Должно быть, кто-то в форте, кажущемся оттуда какой-то четырехугольной глыбой, застрявшей на склоне холма и окруженной Рокселаной и ее притоками, заметил приближающийся фрегат, ибо не успел «Задорный» бросить якорь, как в крепости прогремели выстрелы.
Судя по всему, эта пальба не застала лейтенанта Лавернада врасплох, ибо почти тотчас же в ответ грянули холостые залпы из всех каронад триборта, которые буквально сотрясли все судно и окутали его густым облаком дыма.
Это был традиционный салют. Теперь с минуты на минуту должны были заговорить пушки форта. И они не заставили себя ждать.
Из одной бойницы за другой вырывались струи дыма и пламени. Стоя на палубе, не в силах оторвать взгляда от Сен-Пьера, вне себя от счастья, наслаждался теперь Дюпарке этими знаками любви и уважения. Но одновременно он пытался разыскать глазами в густой зелени каменистую белую дорогу, что вела в Замок На Горе. Мари, ждет ли она его там? Догадалась ли, что этот щегольской фрегат, с такими почестями вошедший в гавань Сен-Пьера, возвратил домой вчерашнего пленника? Смогла ли она разглядеть в морской дали этот корабль?

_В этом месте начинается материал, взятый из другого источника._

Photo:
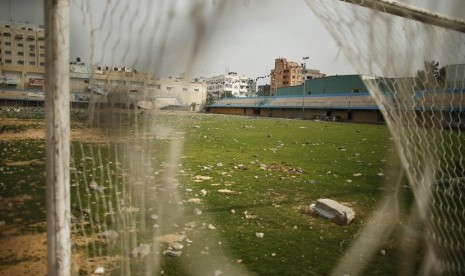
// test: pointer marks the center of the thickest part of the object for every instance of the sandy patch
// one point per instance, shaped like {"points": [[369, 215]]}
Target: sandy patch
{"points": [[37, 132]]}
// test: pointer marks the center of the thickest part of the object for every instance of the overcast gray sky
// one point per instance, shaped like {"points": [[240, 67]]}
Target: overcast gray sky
{"points": [[162, 36]]}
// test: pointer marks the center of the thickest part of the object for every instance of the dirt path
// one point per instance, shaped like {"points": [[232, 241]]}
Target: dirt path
{"points": [[25, 253], [35, 130]]}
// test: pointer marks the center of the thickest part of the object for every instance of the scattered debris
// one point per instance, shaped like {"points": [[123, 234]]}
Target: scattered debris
{"points": [[100, 270], [226, 191], [93, 186], [333, 210], [241, 167], [194, 200], [32, 163], [248, 215], [145, 105], [202, 177], [172, 253], [141, 251], [170, 238], [108, 234], [176, 246]]}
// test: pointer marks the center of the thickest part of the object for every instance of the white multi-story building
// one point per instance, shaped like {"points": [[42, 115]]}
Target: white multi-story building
{"points": [[22, 55], [227, 85]]}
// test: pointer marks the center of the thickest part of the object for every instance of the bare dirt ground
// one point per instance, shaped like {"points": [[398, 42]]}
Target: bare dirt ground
{"points": [[35, 130], [25, 253]]}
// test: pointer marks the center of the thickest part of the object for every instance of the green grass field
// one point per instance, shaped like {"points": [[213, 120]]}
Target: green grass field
{"points": [[251, 175]]}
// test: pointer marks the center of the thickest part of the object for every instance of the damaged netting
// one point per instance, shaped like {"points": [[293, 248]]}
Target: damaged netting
{"points": [[417, 82]]}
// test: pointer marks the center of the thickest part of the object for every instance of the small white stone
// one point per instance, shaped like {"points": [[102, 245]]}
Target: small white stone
{"points": [[100, 270]]}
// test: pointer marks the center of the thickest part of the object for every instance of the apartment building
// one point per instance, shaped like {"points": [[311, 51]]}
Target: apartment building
{"points": [[228, 85], [285, 73], [126, 86], [22, 55]]}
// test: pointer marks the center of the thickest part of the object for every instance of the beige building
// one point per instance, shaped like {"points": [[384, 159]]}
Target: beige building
{"points": [[285, 73], [127, 87], [22, 55]]}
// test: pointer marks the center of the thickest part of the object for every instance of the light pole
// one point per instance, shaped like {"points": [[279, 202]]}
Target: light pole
{"points": [[304, 71]]}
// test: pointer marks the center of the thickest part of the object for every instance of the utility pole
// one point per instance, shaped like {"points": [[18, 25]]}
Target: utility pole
{"points": [[304, 70], [57, 136]]}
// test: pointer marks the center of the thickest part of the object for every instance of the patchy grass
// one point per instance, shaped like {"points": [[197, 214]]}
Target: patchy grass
{"points": [[248, 175], [276, 166]]}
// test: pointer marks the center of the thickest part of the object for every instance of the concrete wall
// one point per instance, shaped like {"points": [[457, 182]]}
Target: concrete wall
{"points": [[356, 116]]}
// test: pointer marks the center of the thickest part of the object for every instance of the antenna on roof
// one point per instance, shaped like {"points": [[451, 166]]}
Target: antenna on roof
{"points": [[9, 11]]}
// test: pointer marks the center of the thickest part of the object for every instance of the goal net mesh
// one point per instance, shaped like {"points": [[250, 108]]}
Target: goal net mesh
{"points": [[126, 198], [418, 86]]}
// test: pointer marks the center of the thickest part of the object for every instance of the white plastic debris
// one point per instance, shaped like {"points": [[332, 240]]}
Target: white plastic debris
{"points": [[176, 246], [141, 251], [333, 210], [108, 234], [172, 253], [100, 270]]}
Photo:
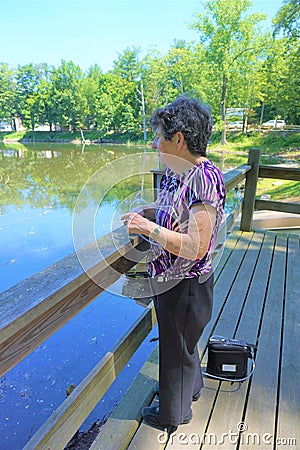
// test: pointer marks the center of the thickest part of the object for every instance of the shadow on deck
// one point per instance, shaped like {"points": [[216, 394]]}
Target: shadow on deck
{"points": [[257, 289]]}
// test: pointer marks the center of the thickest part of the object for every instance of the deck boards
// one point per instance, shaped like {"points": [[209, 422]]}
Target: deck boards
{"points": [[257, 292]]}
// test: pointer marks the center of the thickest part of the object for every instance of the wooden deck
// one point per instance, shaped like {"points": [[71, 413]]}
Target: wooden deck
{"points": [[257, 292]]}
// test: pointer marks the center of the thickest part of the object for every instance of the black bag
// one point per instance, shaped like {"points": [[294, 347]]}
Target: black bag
{"points": [[228, 359]]}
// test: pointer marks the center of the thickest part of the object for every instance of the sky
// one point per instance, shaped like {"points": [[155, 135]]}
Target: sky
{"points": [[90, 32]]}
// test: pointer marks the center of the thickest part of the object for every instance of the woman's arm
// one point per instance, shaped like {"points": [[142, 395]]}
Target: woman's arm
{"points": [[191, 245]]}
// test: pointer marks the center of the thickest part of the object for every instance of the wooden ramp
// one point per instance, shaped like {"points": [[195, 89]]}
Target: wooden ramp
{"points": [[257, 293]]}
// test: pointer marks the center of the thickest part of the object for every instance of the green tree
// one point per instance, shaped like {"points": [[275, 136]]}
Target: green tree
{"points": [[68, 103], [26, 98], [90, 86], [228, 36], [7, 89], [287, 19]]}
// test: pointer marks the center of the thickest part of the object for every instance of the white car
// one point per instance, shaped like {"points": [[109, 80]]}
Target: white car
{"points": [[235, 125], [273, 124]]}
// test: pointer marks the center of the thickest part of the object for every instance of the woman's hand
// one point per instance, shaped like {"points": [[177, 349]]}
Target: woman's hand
{"points": [[137, 224]]}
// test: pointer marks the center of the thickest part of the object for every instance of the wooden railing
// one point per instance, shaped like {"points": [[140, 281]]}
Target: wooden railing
{"points": [[34, 309]]}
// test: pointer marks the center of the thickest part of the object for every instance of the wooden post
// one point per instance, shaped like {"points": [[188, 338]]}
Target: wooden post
{"points": [[250, 190]]}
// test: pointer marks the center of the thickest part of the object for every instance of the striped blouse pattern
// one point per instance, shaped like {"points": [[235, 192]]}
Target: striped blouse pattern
{"points": [[202, 184]]}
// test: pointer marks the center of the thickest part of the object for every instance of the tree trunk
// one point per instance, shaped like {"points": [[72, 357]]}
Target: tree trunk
{"points": [[223, 108]]}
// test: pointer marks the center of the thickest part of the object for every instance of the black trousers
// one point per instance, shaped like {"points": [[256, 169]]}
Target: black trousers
{"points": [[182, 311]]}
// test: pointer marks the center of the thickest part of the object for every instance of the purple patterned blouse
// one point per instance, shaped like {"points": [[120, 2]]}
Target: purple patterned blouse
{"points": [[202, 184]]}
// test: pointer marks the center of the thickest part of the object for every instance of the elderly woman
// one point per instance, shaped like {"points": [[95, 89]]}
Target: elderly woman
{"points": [[188, 212]]}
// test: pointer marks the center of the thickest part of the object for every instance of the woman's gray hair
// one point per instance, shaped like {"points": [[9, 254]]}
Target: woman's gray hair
{"points": [[190, 117]]}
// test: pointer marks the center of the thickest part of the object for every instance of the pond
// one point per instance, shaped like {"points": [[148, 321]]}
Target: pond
{"points": [[41, 185]]}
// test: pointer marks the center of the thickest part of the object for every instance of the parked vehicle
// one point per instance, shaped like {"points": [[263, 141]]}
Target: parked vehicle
{"points": [[238, 125], [273, 124]]}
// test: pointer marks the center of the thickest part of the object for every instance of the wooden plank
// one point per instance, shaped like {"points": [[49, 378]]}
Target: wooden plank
{"points": [[288, 207], [236, 176], [37, 307], [225, 283], [281, 173], [288, 427], [229, 406], [57, 431], [121, 426], [260, 415], [231, 178], [250, 190]]}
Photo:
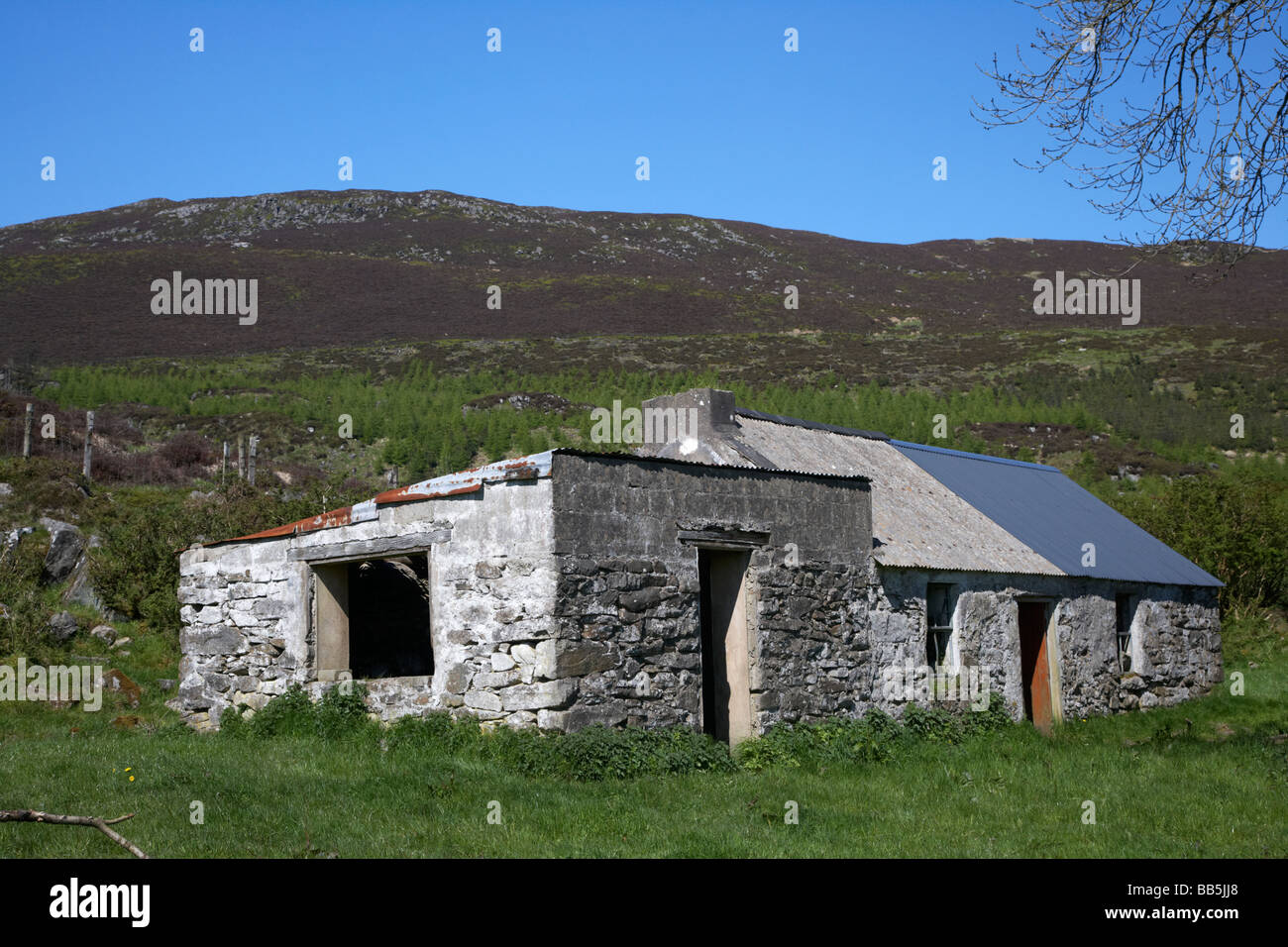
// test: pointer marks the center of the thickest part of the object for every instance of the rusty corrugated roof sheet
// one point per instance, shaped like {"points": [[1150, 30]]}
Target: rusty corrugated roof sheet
{"points": [[529, 467], [450, 484]]}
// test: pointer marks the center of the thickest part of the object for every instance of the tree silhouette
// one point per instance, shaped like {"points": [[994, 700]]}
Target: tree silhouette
{"points": [[1186, 105]]}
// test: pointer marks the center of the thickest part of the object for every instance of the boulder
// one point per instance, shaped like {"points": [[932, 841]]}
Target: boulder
{"points": [[80, 589], [65, 545], [62, 626], [117, 682], [12, 539]]}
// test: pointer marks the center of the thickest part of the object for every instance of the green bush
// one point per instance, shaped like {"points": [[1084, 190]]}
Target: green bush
{"points": [[294, 714]]}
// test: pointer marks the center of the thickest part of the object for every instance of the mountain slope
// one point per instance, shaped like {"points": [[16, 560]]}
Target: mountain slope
{"points": [[352, 266]]}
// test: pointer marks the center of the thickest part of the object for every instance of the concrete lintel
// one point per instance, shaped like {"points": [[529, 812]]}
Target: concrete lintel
{"points": [[356, 551]]}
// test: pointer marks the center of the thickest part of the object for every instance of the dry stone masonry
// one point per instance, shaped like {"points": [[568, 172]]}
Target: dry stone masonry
{"points": [[570, 589]]}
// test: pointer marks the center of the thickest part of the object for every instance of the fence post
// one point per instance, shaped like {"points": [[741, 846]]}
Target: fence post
{"points": [[26, 433], [89, 441]]}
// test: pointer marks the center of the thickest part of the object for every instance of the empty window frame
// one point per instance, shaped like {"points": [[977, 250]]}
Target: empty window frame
{"points": [[1124, 611], [939, 622]]}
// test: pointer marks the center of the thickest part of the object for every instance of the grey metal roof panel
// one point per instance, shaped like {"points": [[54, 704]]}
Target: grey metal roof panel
{"points": [[1055, 517], [915, 519]]}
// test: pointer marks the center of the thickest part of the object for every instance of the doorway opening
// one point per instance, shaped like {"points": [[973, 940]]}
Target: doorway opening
{"points": [[725, 677], [373, 618], [1035, 665]]}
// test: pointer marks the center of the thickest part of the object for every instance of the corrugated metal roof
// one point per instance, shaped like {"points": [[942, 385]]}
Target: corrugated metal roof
{"points": [[915, 519], [449, 484], [529, 467], [1055, 517], [811, 425]]}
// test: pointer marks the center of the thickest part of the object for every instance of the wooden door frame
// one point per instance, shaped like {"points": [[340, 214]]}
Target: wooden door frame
{"points": [[742, 724], [1051, 643]]}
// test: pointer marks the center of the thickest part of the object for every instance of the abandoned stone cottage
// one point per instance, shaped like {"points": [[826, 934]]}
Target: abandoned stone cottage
{"points": [[743, 570]]}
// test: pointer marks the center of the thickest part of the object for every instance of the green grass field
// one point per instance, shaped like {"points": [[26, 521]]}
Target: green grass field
{"points": [[1209, 779]]}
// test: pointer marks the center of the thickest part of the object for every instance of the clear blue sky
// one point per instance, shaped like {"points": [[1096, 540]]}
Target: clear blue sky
{"points": [[837, 138]]}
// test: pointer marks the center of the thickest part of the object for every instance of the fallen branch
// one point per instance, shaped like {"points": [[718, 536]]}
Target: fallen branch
{"points": [[53, 818]]}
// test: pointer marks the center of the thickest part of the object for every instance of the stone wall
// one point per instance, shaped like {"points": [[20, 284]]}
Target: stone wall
{"points": [[249, 629], [1176, 637], [574, 599], [629, 591]]}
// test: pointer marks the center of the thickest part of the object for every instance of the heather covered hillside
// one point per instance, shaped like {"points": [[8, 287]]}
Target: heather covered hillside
{"points": [[355, 266]]}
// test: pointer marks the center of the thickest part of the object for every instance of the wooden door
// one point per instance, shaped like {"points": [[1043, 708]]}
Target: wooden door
{"points": [[725, 682], [1034, 664]]}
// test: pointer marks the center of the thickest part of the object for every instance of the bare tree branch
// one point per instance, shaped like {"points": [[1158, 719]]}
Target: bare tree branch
{"points": [[99, 823], [1196, 141]]}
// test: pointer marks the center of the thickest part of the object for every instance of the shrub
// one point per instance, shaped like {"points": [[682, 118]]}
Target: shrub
{"points": [[294, 714]]}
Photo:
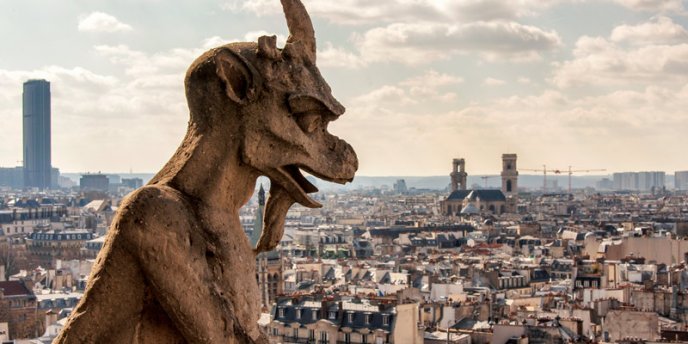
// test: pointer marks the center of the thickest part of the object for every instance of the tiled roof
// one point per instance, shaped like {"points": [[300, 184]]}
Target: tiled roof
{"points": [[14, 288]]}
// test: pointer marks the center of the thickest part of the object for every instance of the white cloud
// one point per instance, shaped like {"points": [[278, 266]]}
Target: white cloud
{"points": [[653, 5], [102, 22], [600, 62], [661, 30], [493, 82], [336, 57], [588, 131], [361, 12], [432, 78], [425, 42], [424, 89]]}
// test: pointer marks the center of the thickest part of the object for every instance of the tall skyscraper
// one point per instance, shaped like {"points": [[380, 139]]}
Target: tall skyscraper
{"points": [[36, 114]]}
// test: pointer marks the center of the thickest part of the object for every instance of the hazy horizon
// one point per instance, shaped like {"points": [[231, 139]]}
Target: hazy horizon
{"points": [[591, 84]]}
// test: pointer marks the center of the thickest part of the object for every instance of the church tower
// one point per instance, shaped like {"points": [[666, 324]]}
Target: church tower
{"points": [[510, 181], [458, 175]]}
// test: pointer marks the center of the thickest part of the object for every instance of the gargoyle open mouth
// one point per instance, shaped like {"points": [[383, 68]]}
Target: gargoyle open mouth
{"points": [[302, 186]]}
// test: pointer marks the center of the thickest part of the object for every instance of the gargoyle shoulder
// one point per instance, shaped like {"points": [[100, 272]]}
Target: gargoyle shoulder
{"points": [[151, 210]]}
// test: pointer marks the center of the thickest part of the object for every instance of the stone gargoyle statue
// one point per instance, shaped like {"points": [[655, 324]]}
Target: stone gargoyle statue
{"points": [[176, 266]]}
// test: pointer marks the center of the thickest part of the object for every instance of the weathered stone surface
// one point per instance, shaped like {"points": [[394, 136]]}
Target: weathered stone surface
{"points": [[176, 266]]}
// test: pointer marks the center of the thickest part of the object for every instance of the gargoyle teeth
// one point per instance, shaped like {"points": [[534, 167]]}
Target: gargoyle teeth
{"points": [[297, 185]]}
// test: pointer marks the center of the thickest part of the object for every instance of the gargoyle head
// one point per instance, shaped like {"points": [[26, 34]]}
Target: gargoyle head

Когда якорная цепь уже гремела о стенки клюза, он хлопнул в ладоши. Тотчас же появился командир корабля.
— Передайте капитану Лефору и капитану Сент-Обену, что я хочу их видеть подле себя. И спросите отца Фовеля, не соблаговолит ли и он тоже выйти ко мне на палубу.
Через несколько минут Ив Лефор почувствовал, как ему на плечи легла правая рука генерала, левой же он крепко прижимал к себе Сент-Обена. Где-то рядом примостился и отец Фовель.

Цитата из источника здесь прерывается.